Gold King of the North Oxheart Tomato
This is an extra tomato for me this year. These tomatoes are huge with the characteristic oxheart shape. The vines are indeterminate and prolific. I find the taste a bit bland. The tomatoes seem to bruise easily.

What To Do With Oodles of Tomatoes

All dinner menus are now planned with tomatoes included. Sliced. Salads. Enchiladas. Spaghetti.

More tomatoes end up as sauce, broth and frozen. A few years back I tried freezing plain nice tomatoes. These are great as thawing them makes the skins slide off. If I’m doing chili, I only want one or two, not a bag of sauce.
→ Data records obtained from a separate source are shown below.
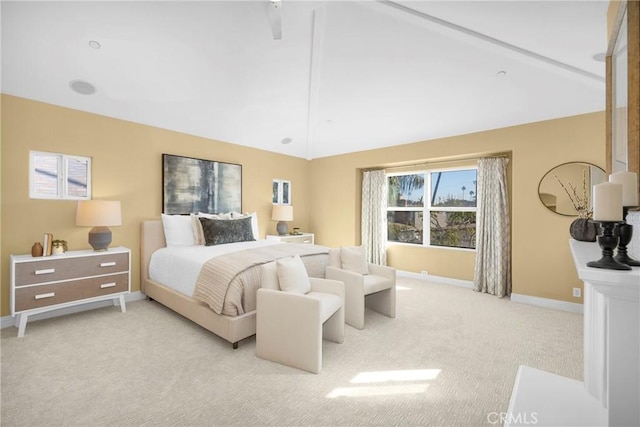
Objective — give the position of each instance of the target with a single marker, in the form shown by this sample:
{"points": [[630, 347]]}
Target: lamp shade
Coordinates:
{"points": [[98, 213], [282, 213]]}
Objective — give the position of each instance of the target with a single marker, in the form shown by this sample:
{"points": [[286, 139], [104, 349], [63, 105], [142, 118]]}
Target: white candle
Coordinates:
{"points": [[607, 202], [629, 182]]}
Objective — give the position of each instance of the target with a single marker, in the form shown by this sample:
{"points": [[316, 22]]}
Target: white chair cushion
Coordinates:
{"points": [[292, 275], [329, 303], [334, 258], [269, 276], [353, 259], [376, 283]]}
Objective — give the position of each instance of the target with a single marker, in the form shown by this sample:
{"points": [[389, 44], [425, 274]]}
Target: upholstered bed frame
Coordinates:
{"points": [[232, 329]]}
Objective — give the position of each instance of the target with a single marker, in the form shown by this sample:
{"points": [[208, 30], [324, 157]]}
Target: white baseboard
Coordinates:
{"points": [[548, 303], [519, 298], [436, 279], [8, 321]]}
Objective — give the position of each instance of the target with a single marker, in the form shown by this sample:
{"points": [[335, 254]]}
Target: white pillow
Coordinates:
{"points": [[353, 259], [254, 222], [292, 275], [178, 230]]}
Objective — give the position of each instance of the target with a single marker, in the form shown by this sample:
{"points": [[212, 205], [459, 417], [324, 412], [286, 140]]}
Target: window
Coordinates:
{"points": [[59, 176], [281, 192], [446, 197]]}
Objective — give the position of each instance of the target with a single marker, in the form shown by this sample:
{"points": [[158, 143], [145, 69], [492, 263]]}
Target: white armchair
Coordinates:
{"points": [[291, 323], [364, 284]]}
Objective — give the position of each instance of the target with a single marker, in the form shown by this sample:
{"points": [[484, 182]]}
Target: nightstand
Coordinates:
{"points": [[293, 238], [43, 284]]}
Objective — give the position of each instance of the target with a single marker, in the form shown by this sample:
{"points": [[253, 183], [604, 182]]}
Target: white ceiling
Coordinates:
{"points": [[345, 76]]}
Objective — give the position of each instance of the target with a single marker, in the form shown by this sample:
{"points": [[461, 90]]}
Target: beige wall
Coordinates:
{"points": [[127, 166], [326, 192], [542, 264]]}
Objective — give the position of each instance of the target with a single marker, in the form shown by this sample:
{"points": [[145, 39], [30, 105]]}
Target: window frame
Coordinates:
{"points": [[62, 165], [427, 207]]}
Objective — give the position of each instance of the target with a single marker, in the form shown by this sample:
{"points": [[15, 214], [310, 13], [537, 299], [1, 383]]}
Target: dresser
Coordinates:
{"points": [[43, 284], [293, 238]]}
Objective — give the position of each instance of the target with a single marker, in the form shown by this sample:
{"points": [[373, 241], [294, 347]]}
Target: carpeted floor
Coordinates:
{"points": [[449, 359]]}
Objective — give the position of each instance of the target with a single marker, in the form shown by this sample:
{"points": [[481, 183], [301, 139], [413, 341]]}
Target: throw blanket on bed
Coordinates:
{"points": [[228, 283]]}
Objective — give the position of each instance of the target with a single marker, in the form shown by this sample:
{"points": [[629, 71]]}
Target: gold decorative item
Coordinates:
{"points": [[37, 250]]}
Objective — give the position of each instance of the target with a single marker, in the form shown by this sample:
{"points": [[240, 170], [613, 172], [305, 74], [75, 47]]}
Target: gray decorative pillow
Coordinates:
{"points": [[221, 231]]}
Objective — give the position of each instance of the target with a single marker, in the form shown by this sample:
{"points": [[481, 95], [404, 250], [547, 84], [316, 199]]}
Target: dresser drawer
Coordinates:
{"points": [[60, 268], [29, 297]]}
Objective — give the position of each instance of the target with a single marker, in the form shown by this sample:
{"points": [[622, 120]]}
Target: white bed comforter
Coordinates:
{"points": [[178, 267]]}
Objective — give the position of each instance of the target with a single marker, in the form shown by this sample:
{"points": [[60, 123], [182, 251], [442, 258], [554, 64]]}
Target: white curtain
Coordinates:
{"points": [[374, 216], [493, 236]]}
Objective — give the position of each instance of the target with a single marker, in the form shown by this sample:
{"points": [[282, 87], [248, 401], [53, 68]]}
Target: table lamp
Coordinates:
{"points": [[282, 213]]}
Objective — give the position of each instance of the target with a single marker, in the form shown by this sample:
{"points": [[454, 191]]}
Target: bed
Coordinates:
{"points": [[232, 328]]}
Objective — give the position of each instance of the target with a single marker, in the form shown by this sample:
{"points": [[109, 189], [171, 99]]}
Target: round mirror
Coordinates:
{"points": [[569, 185]]}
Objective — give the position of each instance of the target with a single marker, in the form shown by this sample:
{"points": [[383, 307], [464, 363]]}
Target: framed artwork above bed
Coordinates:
{"points": [[196, 185]]}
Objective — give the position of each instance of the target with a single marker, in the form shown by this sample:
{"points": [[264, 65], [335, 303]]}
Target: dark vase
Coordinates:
{"points": [[584, 230]]}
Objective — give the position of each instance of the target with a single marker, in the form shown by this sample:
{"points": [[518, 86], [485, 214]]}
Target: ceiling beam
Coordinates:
{"points": [[274, 12], [317, 40], [491, 40]]}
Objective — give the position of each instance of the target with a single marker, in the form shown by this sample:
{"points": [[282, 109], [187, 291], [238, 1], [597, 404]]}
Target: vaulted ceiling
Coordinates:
{"points": [[344, 76]]}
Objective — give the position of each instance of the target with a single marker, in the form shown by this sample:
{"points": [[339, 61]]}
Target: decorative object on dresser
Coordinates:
{"points": [[282, 214], [47, 245], [59, 247], [629, 182], [293, 238], [633, 219], [99, 214], [559, 194], [607, 211], [37, 250], [42, 284]]}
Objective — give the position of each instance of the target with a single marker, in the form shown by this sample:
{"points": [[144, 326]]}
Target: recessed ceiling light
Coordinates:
{"points": [[82, 87]]}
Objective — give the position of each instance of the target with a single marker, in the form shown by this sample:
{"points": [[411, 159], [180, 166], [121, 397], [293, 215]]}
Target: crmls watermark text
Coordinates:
{"points": [[519, 418]]}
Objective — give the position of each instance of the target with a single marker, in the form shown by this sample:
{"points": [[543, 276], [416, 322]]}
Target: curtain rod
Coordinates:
{"points": [[427, 163]]}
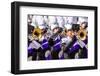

When I make tomato sauce, I read the directions to boil skinned tomatoes down for hours until they are a thick sauce. First, I’m lousy at skinning tomatoes. Second, I hate spending that much time boiling off water. (Tomatoes are 95% water, more than watermelon at 92%. See the Pumpkin Project.)

My sauce is plain tomatoes, trimmed and cut into chunks, dropped into a large pot and simmered until soft mush. Then I use a colander to separate the pulp from the liquid tomato broth.

The liquid is frozen as broth. The pulp is pureed in the blender, then frozen. When I thaw these out, I can add the appropriate herbs, spices and salt for the recipe I am making.

Even so, this is a great tomato year. My garden is happily producing oodles of tomatoes. I hope it lasts to frost and beyond stored in the pantry and freezer.